【豪雨、土石流…災害時のリスクマネジメント】出張で鉄道が大幅遅延した場合 2時間以上遅れた場合は特急・急行料金が「全額返金」 - zakzak:夕刊フジ公式サイト

記事詳細

【豪雨、土石流…災害時のリスクマネジメント】出張で鉄道が大幅遅延した場合 2時間以上遅れた場合は特急・急行料金が「全額返金」

 静岡県熱海市の災害では今なお行方不明者の捜索が続いている。昨年の九州を中心とした西日本豪雨も記憶に新しい。大雨や土砂による災害がよく起きるようになった日本列島。リスクに応じた保険などの備えはどうすればいいのか。また、出張などで遭遇したときはどう対処するべきか。まず、筆者の経験から書き進めたい。

 熱海で土石流が発生した7月3日、私は名古屋で午後5時に用事があり、天候不良に備えて、朝、新幹線で東京から名古屋へ向かう予定だった。ところが午前9時半頃に東京駅に到着したら、東海道新幹線はすでに7時頃から大雨のため運転見合わせ。いつ運転再開するかは未定ということだった。

 いつ運転再開するかはわからないが、再開を待つしかないと思い、運転再開したらいちばん早く名古屋に到着する新幹線、のぞみ9号の指定席特急券を購入した。ちなみにのぞみ9号は、本来7時9分東京駅発で8時45分名古屋到着予定だった。10時に運転再開と表示されたが、再開予定時刻は、次々に変更され、しばらくすると、10時45分に運転再開予定とアナウンスがあった。

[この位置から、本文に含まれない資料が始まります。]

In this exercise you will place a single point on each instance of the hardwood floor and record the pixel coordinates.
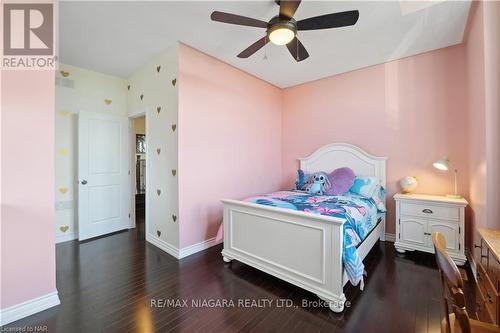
(108, 284)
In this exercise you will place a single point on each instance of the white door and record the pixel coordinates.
(103, 174)
(413, 231)
(450, 232)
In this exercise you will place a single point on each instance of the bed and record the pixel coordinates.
(299, 247)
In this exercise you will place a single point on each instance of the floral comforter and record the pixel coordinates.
(360, 213)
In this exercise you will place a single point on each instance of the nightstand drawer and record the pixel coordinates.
(431, 211)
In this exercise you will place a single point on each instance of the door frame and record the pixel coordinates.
(133, 173)
(78, 172)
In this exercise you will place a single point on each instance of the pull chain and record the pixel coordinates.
(297, 43)
(265, 48)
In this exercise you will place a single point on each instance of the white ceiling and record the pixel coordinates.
(118, 37)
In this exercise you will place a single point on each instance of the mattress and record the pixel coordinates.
(361, 216)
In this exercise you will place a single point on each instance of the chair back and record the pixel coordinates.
(452, 284)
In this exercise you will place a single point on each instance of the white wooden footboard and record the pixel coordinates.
(301, 248)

 のぞみ9号は11時1分に、東京駅を出発し、徐行運転していたが、新横浜ではしばらく停車していた。本来なら1時間36分で名古屋に到着する予定のぞみ9号が、名古屋駅に到着したのは午後1時30分で、2時間29分かかった。

 JRでは、新幹線を含む特急列車や急行列車が、到着時刻より2時間以上遅れた場合は、特急・急行料金が全額返金される。この場合でも、乗車券(運賃)については返金はない。

 私の場合は、東京-名古屋間は、のぞみで1時間36分かかるところを2時間29分かかって到着したので、53分しか時間は多くかかっていない。だが、私が買った指定席券は、のぞみ9号のもので、名古屋の到着予定は8時45分だったので、午後1時30分の到着では、4時間45分の遅れ。このため、特急券払いもどしの対象となった。

 私の場合、乗車券と特急券が1枚になっているきっぷで、通常なら到着駅の自動改札に入れると回収されるが、特急料金の払い戻し対象になっているため、きっぷが出てきた。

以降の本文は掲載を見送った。